Evaluation queries available on: July 5, 2019
Submission of full system and abstract: July 19, 2019
Notification of Acceptance: July 30, 2019
Challenge presentation: September 10-13, 2019 (final date to be defined)
Contact: lod2019challenge@neodatagroup.com

FAQ LOD 2019 Challenge

1) The application returns only the number of matches or all the rows matching the query? In the latter case which fields the application should return?

Only the number of unique users that match some conditions is required.

2) Can the application use a relational or NoSQL database?

Relational or NoSQL databases can be used. You should then provide us the runtime environment to be executed in the machine we will use to obtain the challenge results.

3) Can we preprocess the dataset and more generally prepare it for the application? Can we sort the rows, split or merge files, store the data in another format?

You can do each kind of pre-process you want, to optimize the execution of the queries. This pre-processing should not be specific to particular queries or dataset but enough general to be used proficently to execute general queries in an optimized way.

4) The application should work on a generic dataset or it is fine to optimise it for the given dataset?

The dataset used to obtain the final result of the challenge will be similar but not the same we provided you. So you cannot think to optimize using particular patterns of the actual dataset but only general patterns.

5) Can the system maintain a state during its execution (i.e. have memory of past queries and queried data)?

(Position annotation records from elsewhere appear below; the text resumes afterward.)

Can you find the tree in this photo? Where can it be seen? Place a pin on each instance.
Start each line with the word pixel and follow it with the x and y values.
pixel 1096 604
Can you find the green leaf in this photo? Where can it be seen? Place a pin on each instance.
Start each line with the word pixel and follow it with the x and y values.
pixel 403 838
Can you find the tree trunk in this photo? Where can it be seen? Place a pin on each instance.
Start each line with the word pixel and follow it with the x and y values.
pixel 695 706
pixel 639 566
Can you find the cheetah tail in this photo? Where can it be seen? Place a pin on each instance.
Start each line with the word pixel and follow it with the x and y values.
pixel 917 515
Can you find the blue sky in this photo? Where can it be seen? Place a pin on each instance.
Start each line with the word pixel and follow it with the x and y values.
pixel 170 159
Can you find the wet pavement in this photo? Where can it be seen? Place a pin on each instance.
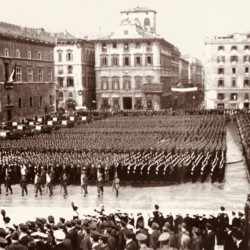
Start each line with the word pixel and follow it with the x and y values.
pixel 183 198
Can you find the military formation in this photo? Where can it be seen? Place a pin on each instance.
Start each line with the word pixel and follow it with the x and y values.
pixel 119 230
pixel 160 148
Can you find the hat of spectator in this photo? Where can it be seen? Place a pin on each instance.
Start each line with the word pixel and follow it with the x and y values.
pixel 55 227
pixel 15 235
pixel 164 237
pixel 23 227
pixel 2 232
pixel 62 220
pixel 128 233
pixel 68 224
pixel 155 225
pixel 51 219
pixel 141 237
pixel 60 225
pixel 3 241
pixel 59 235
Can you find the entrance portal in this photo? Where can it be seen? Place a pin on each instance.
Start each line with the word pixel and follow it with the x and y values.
pixel 127 102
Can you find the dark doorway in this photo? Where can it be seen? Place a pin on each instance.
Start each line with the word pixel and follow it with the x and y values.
pixel 127 102
pixel 9 115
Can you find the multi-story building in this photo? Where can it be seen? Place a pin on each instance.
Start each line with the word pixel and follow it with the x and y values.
pixel 195 67
pixel 74 72
pixel 134 66
pixel 183 71
pixel 227 83
pixel 26 72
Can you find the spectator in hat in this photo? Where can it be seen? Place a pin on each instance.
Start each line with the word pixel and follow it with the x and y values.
pixel 196 242
pixel 142 241
pixel 15 245
pixel 154 236
pixel 111 240
pixel 59 238
pixel 241 243
pixel 24 238
pixel 103 242
pixel 3 243
pixel 86 241
pixel 209 240
pixel 95 239
pixel 185 239
pixel 130 243
pixel 164 242
pixel 229 243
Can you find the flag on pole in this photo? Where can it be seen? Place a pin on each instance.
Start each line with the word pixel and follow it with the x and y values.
pixel 12 75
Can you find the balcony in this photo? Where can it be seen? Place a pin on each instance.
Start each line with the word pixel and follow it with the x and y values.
pixel 152 88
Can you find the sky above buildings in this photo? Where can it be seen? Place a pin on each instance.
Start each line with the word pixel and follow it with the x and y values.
pixel 184 23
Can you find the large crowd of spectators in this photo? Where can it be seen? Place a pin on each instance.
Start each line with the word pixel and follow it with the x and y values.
pixel 120 231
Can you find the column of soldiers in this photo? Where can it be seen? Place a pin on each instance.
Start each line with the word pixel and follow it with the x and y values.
pixel 120 231
pixel 138 149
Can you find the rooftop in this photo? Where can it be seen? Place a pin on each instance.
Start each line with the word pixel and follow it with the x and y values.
pixel 33 34
pixel 138 9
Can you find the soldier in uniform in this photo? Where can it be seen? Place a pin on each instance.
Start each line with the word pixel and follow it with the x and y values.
pixel 100 183
pixel 23 181
pixel 64 184
pixel 116 184
pixel 38 183
pixel 8 182
pixel 84 183
pixel 49 182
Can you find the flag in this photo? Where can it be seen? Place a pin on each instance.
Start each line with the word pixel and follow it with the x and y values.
pixel 13 75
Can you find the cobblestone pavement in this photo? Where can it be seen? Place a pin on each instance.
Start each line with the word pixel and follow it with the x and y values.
pixel 182 198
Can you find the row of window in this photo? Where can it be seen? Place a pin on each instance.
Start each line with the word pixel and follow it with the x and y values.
pixel 29 55
pixel 116 84
pixel 69 69
pixel 126 46
pixel 127 61
pixel 221 59
pixel 221 71
pixel 246 83
pixel 232 96
pixel 69 55
pixel 233 47
pixel 70 82
pixel 30 74
pixel 32 101
pixel 61 95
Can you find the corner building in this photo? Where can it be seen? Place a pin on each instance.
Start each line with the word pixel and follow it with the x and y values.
pixel 26 72
pixel 134 66
pixel 227 83
pixel 74 72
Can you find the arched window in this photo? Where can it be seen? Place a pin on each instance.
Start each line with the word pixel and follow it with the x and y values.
pixel 147 22
pixel 18 53
pixel 31 102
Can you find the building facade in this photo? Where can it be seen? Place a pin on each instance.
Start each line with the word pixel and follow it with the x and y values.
pixel 134 66
pixel 74 72
pixel 227 83
pixel 26 72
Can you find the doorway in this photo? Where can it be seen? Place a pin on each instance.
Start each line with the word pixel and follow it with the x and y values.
pixel 127 102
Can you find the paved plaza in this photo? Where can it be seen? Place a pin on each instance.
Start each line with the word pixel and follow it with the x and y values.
pixel 182 198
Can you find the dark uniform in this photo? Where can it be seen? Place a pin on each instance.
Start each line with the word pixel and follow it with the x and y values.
pixel 64 184
pixel 84 183
pixel 38 184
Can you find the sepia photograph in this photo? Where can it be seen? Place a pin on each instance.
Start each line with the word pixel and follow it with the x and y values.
pixel 124 125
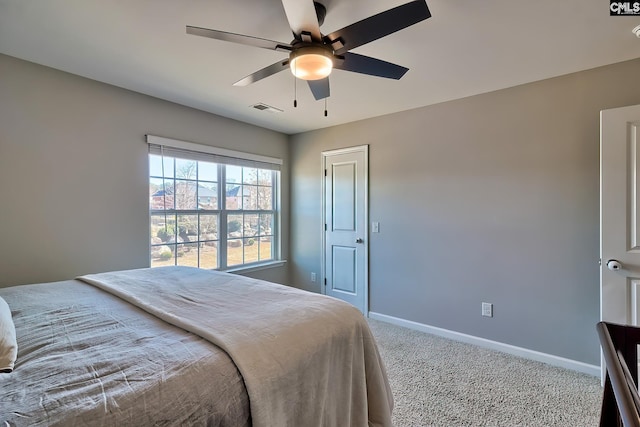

Yes, it can be done. Remember that the queries can be very variable.

6) The sentence “… the most precise counter of the number of tuples matching C …” reported in the challenge means that the number can be both an over or an under estimate?

Yes, an estimation is admitted because the goal is not having the exact number but something that is the more precise as possible in a few seconds.

7) The example queries reported in the document contain the following statements: “Visiting at least 10 times the urls containing …” and “Viewing at least 10 times an advertisement …”. In these cases we count the views occurred in different dates (rows) or we use the field ‘imps’ and/or ‘pageviews’ to count the number of views and/or visits? Or we sum all the ‘pageviews’ occurred in different dates (rows)?

The sum of pageviews or imps or clicks is intended to be calculated.

8) Which is the primary key of the ACTION TABLE?

The key in the ACTION TABLE is not given. The field user_id is the foreign key to idemtify uniquely the users in the USER TABLE. Remenber that the goal is always counting the number of unique users!

9) We noticed that some fields of the ACTION TABLE are missing. In particular instead of 18 values/fields we found 16 values/fields for some rows, the missing fields seems to be ‘url’ and ‘domain’.

In some case the field values can be null (that is the case of url and domain).

10) We also noticed that contrary to what stated in the document the url are not anonymised in the ACTION TABLE.

In this case we just took urls from a real set to make the challenge more realistic.